Brain Damage meets Big Youth „Beyond The Blue“ (Jarring Effects)

Brain Damage meets Big Youth
„Beyond The Blue“
(Jarring Effects – 2021)

Er ist zwar immer noch groß, aber längst nicht mehr jung – wenn der Manley Augustus Buchanan, Jahrgang 1949 und besser bekannt unter dem Alias Big Youth, auf seinem neuen Album singt: ‚some people are dying too young, it makes you wanna scream‘ („Dying Too Young“), dazu eine monoton hypnotische Gitarrenbegleitung à la The Doors, dann meint er damit womöglich nicht nur den, während der Arbeiten an diesem Projekt tragischerweise an Corona verstorbenen Soundtüftler Samuel Clayton Jr., sondern auch die vielen seiner Weggefährten, die inzwischen nicht mehr unter uns weilen. Die Produzenten Sonia Pottinger, Gregory Isaacs, Joe Gibbs oder Keith Hudson, der einen Honda Motorrad ins Studio schob um den Sound für Big Youths ersten großen Hit „S90 Skank“ in den frühen 70ern aufzunehmen.

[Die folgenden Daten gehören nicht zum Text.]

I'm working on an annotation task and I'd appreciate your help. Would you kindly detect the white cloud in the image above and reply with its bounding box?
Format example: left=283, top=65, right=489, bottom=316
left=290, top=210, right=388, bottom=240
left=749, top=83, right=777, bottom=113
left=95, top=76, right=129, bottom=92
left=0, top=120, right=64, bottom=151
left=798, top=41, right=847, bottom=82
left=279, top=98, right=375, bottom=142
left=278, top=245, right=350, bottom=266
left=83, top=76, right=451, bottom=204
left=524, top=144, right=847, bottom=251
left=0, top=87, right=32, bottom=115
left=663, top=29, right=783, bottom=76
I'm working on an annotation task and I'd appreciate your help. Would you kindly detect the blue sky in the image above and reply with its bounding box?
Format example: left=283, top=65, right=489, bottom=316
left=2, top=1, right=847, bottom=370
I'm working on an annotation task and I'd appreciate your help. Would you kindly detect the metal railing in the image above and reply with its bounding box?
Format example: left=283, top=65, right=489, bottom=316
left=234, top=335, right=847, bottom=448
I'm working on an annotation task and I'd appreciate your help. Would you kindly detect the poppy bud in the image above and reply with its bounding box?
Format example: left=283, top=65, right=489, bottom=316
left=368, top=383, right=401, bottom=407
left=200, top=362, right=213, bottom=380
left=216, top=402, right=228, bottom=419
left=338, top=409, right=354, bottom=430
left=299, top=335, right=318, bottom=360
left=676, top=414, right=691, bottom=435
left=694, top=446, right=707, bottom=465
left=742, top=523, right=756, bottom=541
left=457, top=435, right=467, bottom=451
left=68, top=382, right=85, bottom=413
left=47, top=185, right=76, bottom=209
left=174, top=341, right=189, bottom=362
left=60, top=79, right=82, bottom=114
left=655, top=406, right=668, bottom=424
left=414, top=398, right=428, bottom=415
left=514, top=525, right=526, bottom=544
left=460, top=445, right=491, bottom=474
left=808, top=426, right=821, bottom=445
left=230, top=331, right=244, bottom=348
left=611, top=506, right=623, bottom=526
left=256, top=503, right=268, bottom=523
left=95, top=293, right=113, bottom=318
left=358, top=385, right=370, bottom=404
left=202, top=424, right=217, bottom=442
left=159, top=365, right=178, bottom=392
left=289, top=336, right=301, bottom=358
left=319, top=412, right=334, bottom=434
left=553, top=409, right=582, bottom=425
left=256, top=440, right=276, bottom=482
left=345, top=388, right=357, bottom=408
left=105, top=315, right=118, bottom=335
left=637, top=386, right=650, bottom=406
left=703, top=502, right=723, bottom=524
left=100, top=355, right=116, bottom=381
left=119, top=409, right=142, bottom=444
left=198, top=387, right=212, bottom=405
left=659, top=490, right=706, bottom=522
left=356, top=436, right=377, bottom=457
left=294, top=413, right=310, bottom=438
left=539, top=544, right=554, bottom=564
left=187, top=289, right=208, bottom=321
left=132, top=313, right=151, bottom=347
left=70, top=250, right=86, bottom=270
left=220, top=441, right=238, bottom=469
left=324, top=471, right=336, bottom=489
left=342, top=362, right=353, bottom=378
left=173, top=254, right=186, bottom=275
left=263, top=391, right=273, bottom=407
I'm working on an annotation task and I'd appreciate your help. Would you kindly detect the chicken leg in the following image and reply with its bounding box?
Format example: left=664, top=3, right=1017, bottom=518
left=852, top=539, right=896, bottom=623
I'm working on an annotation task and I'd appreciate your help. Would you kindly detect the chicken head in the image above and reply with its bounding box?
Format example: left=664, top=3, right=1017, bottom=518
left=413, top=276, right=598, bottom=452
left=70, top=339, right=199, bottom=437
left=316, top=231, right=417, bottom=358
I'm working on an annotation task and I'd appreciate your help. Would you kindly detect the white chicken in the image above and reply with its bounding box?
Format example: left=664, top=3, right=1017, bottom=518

Aber auch viele seiner Mitstreiter wie der Bob Marley selbst, den er selbst mit der eigenen Popularität in Jamaika zeitweise überschattete, sind längst nicht mehr da. Kein Wunder also, dass sich dieser jamaikanische DJ und Sänger so langsam ziemlich frustriert und alleine fühlen muss. Erst im Februar dieses Jahres starb der legendäre Vater aller DJs U Roy, für den Big Youth damals, in der Anfangszeit der DJ-ischen Mikrofonakrobatik, der direkte Nachfolger und Konkurrent gleichermaßen war.

by Samuel Clayton

Ein Überlebender

Ja, diese Reggae-Ikone mit markantem Oberkiefer, dessen Vorderzähne mit roten, goldenen und grün eingearbeiteten Juwelen einen kuriosen Blickfang bieten, ist Kind einer anderen, längst vergangenen Zeit, die wir, die späteren Generationen nur noch bestenfalls aus Fernsehdokumentationen kennen.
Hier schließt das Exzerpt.